Als ich am Freitag morgen aufstand und die Nachrichten las, war ich überrascht und geschockt. Über 51% der Briten hatten sich für den EU-Austritt entschieden. Entgegen der Umfragen, entgegen den Erwartungen vieler. Was weiter passieren wird, ist vollkommen unklar.

Über die Ereignisse der letzten 40 Stunden haben Bloggende auf fischundfleisch bereits Kluges und Lesenswertes geschrieben. Und sich Fragen gestellt, wie z.B. „Wird die EU an der Entscheidung Britanniens zerbrechen?“, „Ist Merkels Politik vielleicht Schuld am Ausgang des Referendums?“, „Darf die ältere Generation die jüngere auf diese Art und Weise überstimmen?“. Keine dieser Fragen kann ich beantworten. Kann das überhaupt jemand?

Stattdessen möchte ich über einen anderen Aspekt dieser Entscheidung schreiben. Über den #Brexit als politisches Lehrstück.

In den letzten Jahren (sogar Jahrzehnten) war Großbritannien kein leichter EU-Partner. Ständig gab es Forderungen nach Sonderwegen, Querelen, hin und wieder sogar eine Drohung an die EU. Europäische Politiker appellierten vor der Volksentscheidung, die EU nicht auf diese Weise zu zerreißen, sondern für die Gemeinsamkeiten, für den Zusammenhalt zu stimmen. In Großbritannien dagegen erlebten die Menschen Stimmungsmache – die EU als Sündenbock für leere Gesundheitskassen, das Beschwören eines alten „Commonwealth“, die Abkehr von der europäischen Idee. Viele Menschen glaubten der Propaganda. Andere wollten einfach „ein Zeichen setzen“. Aus welchen Gründen auch immer: Das Volk entschied, dass es die EU verlassen möchte. Und nun reagieren die Politiker der EU trotzig. Nun wollen sie Großbritannien lieber gestern als morgen gehen sehen, fordern, die Entscheidung müsse nun so schnell wie möglich umgesetzt werden. Und akzeptieren dabei stillschweigend, vielleicht sogar mit ein wenig Häme, dass es nicht die EU ist, die daran zu zerbrechen droht. Sondern ein United Kingdom, das in dieser Sache so gar nicht united steht.

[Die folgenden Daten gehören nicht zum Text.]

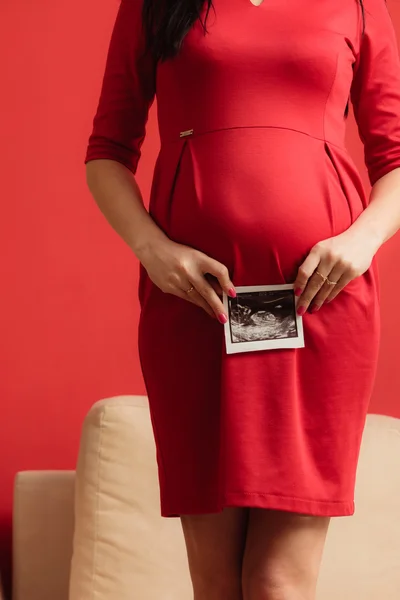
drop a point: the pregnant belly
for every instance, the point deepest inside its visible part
(257, 199)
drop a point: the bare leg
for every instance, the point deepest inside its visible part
(215, 545)
(283, 555)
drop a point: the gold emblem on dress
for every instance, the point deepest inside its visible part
(185, 133)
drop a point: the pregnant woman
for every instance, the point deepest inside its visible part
(253, 185)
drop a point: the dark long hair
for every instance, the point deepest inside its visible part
(166, 23)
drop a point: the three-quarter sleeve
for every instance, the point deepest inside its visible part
(127, 92)
(375, 91)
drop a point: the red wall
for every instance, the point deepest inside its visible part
(68, 284)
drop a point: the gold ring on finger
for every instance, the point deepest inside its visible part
(320, 274)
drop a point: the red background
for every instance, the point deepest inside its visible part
(68, 300)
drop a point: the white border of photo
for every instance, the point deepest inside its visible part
(292, 342)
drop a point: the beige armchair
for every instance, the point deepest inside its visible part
(99, 534)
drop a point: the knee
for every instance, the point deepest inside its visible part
(217, 585)
(263, 586)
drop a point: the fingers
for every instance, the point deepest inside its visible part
(220, 271)
(330, 285)
(209, 295)
(195, 298)
(308, 283)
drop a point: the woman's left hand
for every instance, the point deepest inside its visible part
(339, 259)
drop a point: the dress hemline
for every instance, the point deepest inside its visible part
(320, 508)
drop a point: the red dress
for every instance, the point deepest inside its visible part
(260, 175)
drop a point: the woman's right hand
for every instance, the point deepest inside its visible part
(176, 268)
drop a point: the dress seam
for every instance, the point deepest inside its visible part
(313, 500)
(209, 131)
(329, 95)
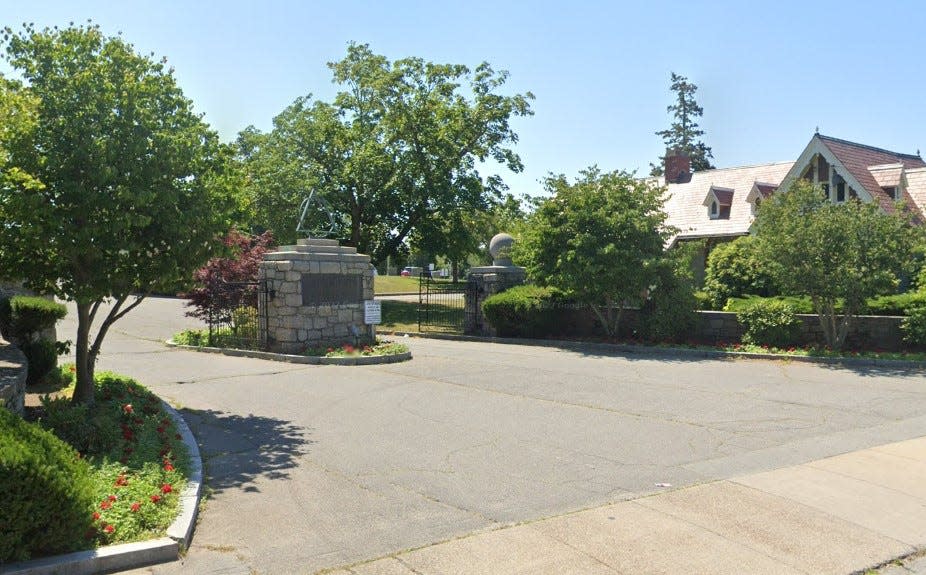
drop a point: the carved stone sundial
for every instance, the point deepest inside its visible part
(313, 204)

Ich kann das gut nachvollziehen. Die europäische Mutter hat genug vom verwöhnten Kind England und setzt nun Grenzen. Bis hierhin und nicht weiter, Volksentscheid ist Volksentscheid, so long, Großbritannien! Das ist eine durchaus menschliche Reaktion. Aber ist es auch die richtige?

Nach der Wahl waren viele Menschen in Großbritannien selbst geschockt. Die jüngeren, die vor allem für einen Verbleib in der EU gestimmt hatten, aber auch viele andere, die sich bereits kurz nach der Entscheidung als Opfer einer propagandistischen Politik sehen. Denn natürlich können die EU-Gegner in der Politik den Menschen nicht garantieren, dass nun die Gesundheits- und Sozialkassen besser dastehen werden. Was der EU-Austritt für die Wirtschaft Großbritanniens für Folgen haben wird, ist nämlich noch gar nicht abzusehen. Viele bereuen also ihre Wahl beim Referendum bereits jetzt. Andere googeln, was der EU-Austritt eigentlich bedeutet. In Deutschland machen sich Menschen über diese plötzlichen Google-Abfragen der Briten lustig. Ich persönlich finde es nicht lustig, einem Volk eine Entscheidung aus (zumindest teilweiser) Unwissenheit vorzuwerfen. Denn genau so entscheiden auch wir in Deutschland die Wahlen. Wir als Volk fallen genauso auf Demagogen und Hetzer herein – und das nicht nur vor 70 Jahren, sondern heute. Ganz aktuell. Und auch wir wissen oftmals nicht, was unsere zum Teil aus dem Bauch oder aus Angst getroffenen Entscheidungen bedeuten. Wir bekommen von unseren europäischen Nachbarn vorgeführt, was durch fehlendes politisches Interesse und den Glauben an eine traditionalistische Politik passieren kann. Es sollte uns ein Lehrstück sein.

Was nun, Europa?

Als ich 18 war, flog ich von zuhause raus. Mein Vater und seine Frau setzten mich mitten im Vorabitur vor die Tür, ohne große Erklärung. Ich bekam zwei Tage, um meine Sachen zu packen, und wohnte im Anschluss erst bei einer Freundin, später allein, um meinen Abschluss zu machen. Jahrelang hatte ich kaum Kontakt zu meinem Vater, und meine Stiefmutter wollte mich nicht sehen. Eine Erklärung für ihre Wut auf mich bekam ich auch ein Jahrzehnt später nicht. Trotzdem sind wir heute befreundet und verbringen sogar einen Jahresurlaub zusammen.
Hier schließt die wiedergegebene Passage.